Untuk mencapai kesimpulan ini, timnya mengkaji analisis dari 59 situs paleo-lingkungan di Asia Tenggara yang beriklim tropis. Tujuannya adalah untuk mengetahui sejauh mana transformasi hutan selama zaman Maksimum Glasial Terakhir.
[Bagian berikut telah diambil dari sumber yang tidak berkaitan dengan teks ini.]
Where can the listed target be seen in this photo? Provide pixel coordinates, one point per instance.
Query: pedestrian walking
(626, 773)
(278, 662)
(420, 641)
Butir serbuk sari yang diawetkan di danau menunjukkan bahwa hutan terus ada selama periode ini, di samping padang rumput sabana. Menurut para peneliti, jenis penemuan ini dapat memberikan bukti bahwa hutan pegunungan yang terletak di ketinggian lebih dari 1.000 meter, tetap ada dan bahkan meluas di daerah dataran tinggi. Sementara itu, dataran rendah mengalami evolusi menuju hutan kering musiman, dengan tumbuhan Bawah yang berumput secara alami.
"Bioma hutan terbuka 'hibrida' ini memberikan alternatif terhadap ekologi biner yang saat ini diterima di kawasan ini, sekaligus memberikan wawasan baru mengenai ketahanan ekologi untuk hutan tropis di Asia Tenggara dan sekitarnya," demikian kesimpulan tim Dr Hamilton.
Dalam menghadapi perubahan iklim, hutan tropis dunia semakin disorot, dan para ilmuwan mengamati dengan seksama evolusinya. Pada Juli 2021, para ilmuwan NASA membuat indeks untuk menilai dampak pemanasan global dan eksploitasi manusia terhadap hutan tropis terbesar di dunia.
Diterbitkan dalam jurnal One Earth, hasil penelitian mereka menunjukkan bahwa zona hutan hujan tropis utama di dunia seperti Amazonia, Congo Basin, Kalimantan dan lainnya memiliki tingkat sensitivitas yang berbeda-beda terhadap deforestasi dan perubahan iklim. Sejak tahun 1990-an, 15 hingga 20 persen hutan tropis telah ditebang, dan 10 persen lainnya rusak akibat kebakaran.